The market is open daily (except on Sundays) in the early hours of the morning. It functions as the wholesaler for flowers and plants for shopkeepers in Paris and the surrounding region. Cut flowers and plants were sold in separate buildings until quite recently. The intention is to include the plants also in the cut flower hall this year.
29 producers of cut flowers
Currently, Rungis has 29 producers and 40 wholesalers of cut flowers and 32 producers and 9 wholesalers of houseplants. In addition, there are a number of companies specialised in outdoor products. The revenue in the horticultural sector amounts to around €200 million. Of that, €100 million derives from cut flowers, €71 million from potted plants and €29 million from hardware and/or decorative articles. A large proportion of this supply comes from the Netherlands.

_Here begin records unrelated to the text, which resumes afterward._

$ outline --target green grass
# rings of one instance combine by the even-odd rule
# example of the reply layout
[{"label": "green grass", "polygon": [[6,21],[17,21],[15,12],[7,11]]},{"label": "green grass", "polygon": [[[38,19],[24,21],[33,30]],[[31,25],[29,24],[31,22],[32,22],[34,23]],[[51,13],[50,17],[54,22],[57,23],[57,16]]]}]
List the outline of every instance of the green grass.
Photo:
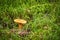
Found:
[{"label": "green grass", "polygon": [[[0,0],[0,40],[60,40],[59,0]],[[7,34],[7,30],[17,28],[14,19],[27,21],[24,30],[30,29],[26,36]]]}]

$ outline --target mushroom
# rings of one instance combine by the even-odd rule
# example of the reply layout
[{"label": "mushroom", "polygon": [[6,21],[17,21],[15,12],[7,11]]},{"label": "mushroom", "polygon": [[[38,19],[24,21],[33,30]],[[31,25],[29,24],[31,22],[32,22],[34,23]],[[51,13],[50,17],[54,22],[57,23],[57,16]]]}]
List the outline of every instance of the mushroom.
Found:
[{"label": "mushroom", "polygon": [[27,21],[23,19],[14,19],[14,22],[18,23],[19,29],[22,29],[23,25],[27,23]]}]

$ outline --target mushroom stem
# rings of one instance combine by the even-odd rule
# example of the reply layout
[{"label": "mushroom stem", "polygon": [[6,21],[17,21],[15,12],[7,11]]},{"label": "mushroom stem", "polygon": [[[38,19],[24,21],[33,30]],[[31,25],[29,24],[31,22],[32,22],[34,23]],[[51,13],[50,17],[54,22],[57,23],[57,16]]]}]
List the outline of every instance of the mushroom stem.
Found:
[{"label": "mushroom stem", "polygon": [[23,26],[22,24],[19,24],[19,27],[18,27],[18,29],[22,29],[22,26]]}]

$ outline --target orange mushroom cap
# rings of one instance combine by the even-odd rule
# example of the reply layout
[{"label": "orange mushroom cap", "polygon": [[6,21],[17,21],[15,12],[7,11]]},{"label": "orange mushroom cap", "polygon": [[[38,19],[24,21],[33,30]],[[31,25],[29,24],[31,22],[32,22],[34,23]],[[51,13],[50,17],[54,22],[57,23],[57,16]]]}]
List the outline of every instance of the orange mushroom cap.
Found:
[{"label": "orange mushroom cap", "polygon": [[23,19],[14,19],[14,22],[20,23],[20,24],[25,24],[25,23],[27,23],[27,21],[26,21],[26,20],[23,20]]}]

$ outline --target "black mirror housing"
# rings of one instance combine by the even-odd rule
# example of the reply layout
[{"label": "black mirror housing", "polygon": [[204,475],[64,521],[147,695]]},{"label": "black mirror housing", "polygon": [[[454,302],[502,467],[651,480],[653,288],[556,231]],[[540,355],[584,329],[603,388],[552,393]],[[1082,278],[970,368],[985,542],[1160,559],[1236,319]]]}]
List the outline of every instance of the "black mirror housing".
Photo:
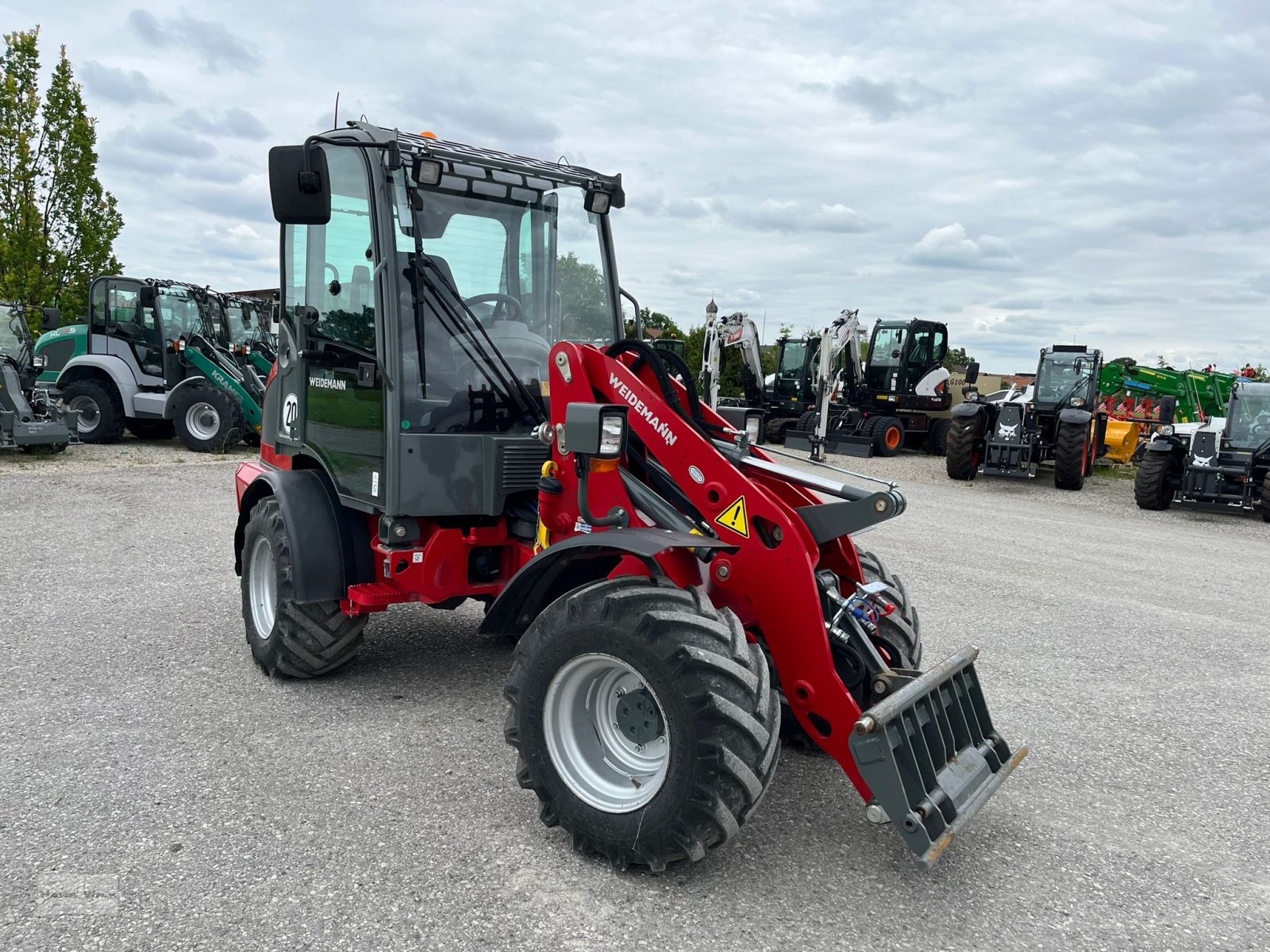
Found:
[{"label": "black mirror housing", "polygon": [[[306,161],[307,157],[307,161]],[[316,143],[269,150],[269,198],[282,225],[325,225],[330,221],[330,173],[326,152]]]}]

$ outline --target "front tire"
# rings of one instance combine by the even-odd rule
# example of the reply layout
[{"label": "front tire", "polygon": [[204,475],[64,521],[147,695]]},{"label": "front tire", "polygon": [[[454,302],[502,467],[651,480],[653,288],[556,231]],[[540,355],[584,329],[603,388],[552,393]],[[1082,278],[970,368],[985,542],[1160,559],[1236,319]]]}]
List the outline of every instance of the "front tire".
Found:
[{"label": "front tire", "polygon": [[[1172,453],[1147,453],[1138,463],[1138,472],[1133,475],[1133,501],[1139,509],[1160,512],[1173,501],[1173,489],[1168,485],[1172,456]],[[1265,504],[1262,496],[1261,505]]]},{"label": "front tire", "polygon": [[947,453],[949,430],[952,429],[952,420],[931,420],[931,428],[926,433],[926,452],[931,456],[945,456]]},{"label": "front tire", "polygon": [[1054,485],[1058,489],[1080,490],[1085,486],[1088,470],[1090,424],[1058,424],[1054,440]]},{"label": "front tire", "polygon": [[123,401],[114,386],[77,380],[62,391],[67,410],[79,411],[76,426],[84,443],[114,443],[123,435]]},{"label": "front tire", "polygon": [[762,650],[700,588],[627,576],[564,595],[517,644],[504,696],[542,823],[617,869],[705,858],[776,772]]},{"label": "front tire", "polygon": [[243,532],[246,644],[271,678],[330,674],[362,649],[367,618],[351,618],[339,602],[298,604],[292,579],[291,537],[282,510],[277,499],[263,499]]},{"label": "front tire", "polygon": [[950,480],[968,482],[979,471],[979,418],[959,418],[949,429],[944,468]]},{"label": "front tire", "polygon": [[171,407],[177,435],[194,453],[222,453],[243,439],[243,409],[224,390],[192,383],[177,392]]}]

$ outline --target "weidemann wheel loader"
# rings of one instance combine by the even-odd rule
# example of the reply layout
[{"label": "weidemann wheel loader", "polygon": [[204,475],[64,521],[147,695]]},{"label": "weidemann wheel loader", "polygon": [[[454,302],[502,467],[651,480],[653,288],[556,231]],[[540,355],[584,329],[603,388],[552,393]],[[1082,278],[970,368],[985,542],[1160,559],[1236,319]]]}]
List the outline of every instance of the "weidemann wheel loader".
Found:
[{"label": "weidemann wheel loader", "polygon": [[375,612],[476,599],[518,638],[517,779],[578,850],[701,859],[786,717],[933,862],[1025,749],[975,649],[916,670],[917,612],[851,541],[899,491],[781,466],[621,339],[621,178],[349,123],[269,182],[283,314],[234,553],[260,668],[325,674]]}]

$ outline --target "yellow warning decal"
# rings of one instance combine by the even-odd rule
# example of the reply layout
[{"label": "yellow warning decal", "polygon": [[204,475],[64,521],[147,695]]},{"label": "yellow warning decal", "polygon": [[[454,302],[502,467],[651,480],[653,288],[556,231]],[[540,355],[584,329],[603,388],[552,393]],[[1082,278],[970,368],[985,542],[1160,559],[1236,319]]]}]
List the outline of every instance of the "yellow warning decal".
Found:
[{"label": "yellow warning decal", "polygon": [[749,538],[749,517],[745,514],[745,498],[742,496],[719,514],[716,523],[725,529],[732,529],[738,536]]}]

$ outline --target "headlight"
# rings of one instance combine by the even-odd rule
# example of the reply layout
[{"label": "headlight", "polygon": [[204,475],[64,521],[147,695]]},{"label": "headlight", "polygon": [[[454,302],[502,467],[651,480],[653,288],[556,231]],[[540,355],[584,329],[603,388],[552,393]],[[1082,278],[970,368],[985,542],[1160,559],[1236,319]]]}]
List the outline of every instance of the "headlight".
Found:
[{"label": "headlight", "polygon": [[599,416],[599,452],[602,459],[615,459],[622,454],[626,442],[626,411],[605,413]]}]

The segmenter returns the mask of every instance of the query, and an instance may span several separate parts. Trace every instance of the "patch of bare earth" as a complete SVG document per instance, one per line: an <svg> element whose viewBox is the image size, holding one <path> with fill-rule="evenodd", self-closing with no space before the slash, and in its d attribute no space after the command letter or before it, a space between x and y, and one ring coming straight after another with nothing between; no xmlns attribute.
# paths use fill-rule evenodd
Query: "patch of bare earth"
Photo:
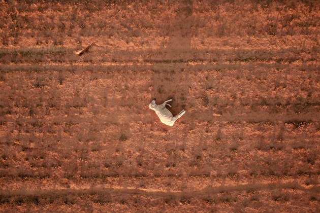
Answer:
<svg viewBox="0 0 320 213"><path fill-rule="evenodd" d="M317 1L31 2L0 3L2 211L319 211Z"/></svg>

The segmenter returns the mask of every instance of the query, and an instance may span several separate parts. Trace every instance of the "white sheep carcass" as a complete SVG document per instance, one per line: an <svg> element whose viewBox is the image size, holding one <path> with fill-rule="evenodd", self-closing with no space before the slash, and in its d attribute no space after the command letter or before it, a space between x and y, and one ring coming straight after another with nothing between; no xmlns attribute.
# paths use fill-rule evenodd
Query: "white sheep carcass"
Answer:
<svg viewBox="0 0 320 213"><path fill-rule="evenodd" d="M170 111L166 108L166 105L171 107L170 104L167 103L167 102L172 100L172 99L171 99L164 102L162 104L156 104L155 100L153 100L149 104L149 108L155 112L162 123L168 126L173 126L174 122L185 113L185 111L183 110L180 113L174 117Z"/></svg>

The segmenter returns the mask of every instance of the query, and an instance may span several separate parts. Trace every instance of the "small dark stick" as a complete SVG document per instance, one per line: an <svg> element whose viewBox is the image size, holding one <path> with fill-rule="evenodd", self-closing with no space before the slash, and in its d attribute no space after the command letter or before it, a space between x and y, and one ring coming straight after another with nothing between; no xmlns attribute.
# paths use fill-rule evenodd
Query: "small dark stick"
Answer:
<svg viewBox="0 0 320 213"><path fill-rule="evenodd" d="M89 45L88 46L87 46L84 50L83 50L81 52L80 52L80 53L78 54L79 56L81 56L81 55L83 55L85 53L86 53L87 52L88 52L88 51L89 51L89 48L90 48L94 44L95 44L95 42L94 42L94 43L92 43L92 44L90 44L90 45Z"/></svg>

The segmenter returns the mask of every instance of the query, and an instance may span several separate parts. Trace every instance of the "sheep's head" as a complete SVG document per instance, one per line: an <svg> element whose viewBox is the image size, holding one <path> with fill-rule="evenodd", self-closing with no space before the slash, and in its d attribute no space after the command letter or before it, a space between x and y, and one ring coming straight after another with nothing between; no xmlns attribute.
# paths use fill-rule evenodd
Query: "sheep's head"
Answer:
<svg viewBox="0 0 320 213"><path fill-rule="evenodd" d="M155 100L153 100L151 103L149 104L149 108L151 110L154 109L154 107L155 107Z"/></svg>

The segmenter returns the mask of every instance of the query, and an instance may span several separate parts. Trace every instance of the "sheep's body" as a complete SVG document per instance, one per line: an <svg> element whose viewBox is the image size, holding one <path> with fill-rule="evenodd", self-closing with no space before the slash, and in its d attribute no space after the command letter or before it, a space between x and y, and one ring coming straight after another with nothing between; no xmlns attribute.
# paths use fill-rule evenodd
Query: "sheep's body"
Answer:
<svg viewBox="0 0 320 213"><path fill-rule="evenodd" d="M170 111L166 108L166 105L171 107L170 104L167 103L167 102L171 100L172 99L168 100L164 102L162 104L155 104L155 100L153 100L149 104L149 108L155 112L162 123L168 126L173 126L174 122L185 113L185 111L183 110L180 113L174 117Z"/></svg>

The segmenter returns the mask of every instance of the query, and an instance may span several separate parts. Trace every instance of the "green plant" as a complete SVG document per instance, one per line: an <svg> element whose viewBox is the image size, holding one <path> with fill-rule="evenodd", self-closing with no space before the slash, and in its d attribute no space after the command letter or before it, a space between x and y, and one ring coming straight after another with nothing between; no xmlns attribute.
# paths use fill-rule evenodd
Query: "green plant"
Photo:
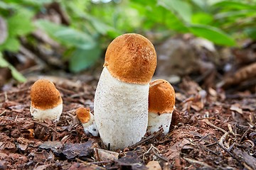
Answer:
<svg viewBox="0 0 256 170"><path fill-rule="evenodd" d="M0 67L7 67L11 70L11 75L17 81L20 82L24 82L26 81L25 77L18 72L10 63L6 62L6 60L3 57L2 53L0 52Z"/></svg>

Marketplace for the retailer
In Rungis, hardly any trade occurs between wholesalers. It is more a marketplace for retailers. In the cut flowers hall, for example, 100 wholesalers are selling flowers. They are all 'Cash & Carry' businesses.
Rungis belongs to the second most important economic centre of the city of Paris. No fewer than 1,200 companies are located there, including wholesalers, producers, agents, transport companies, central purchasing offices and related service providers. Altogether, they represent 12,000 jobs.
French horticultural products have a traditional image
French horticultural products distinguish themselves from Dutch products nowadays with their traditional image. Dutch producers are considered industrial companies in comparison by French buyers. Instead of increasing scale, many French horticultural companies prefer to differentiate.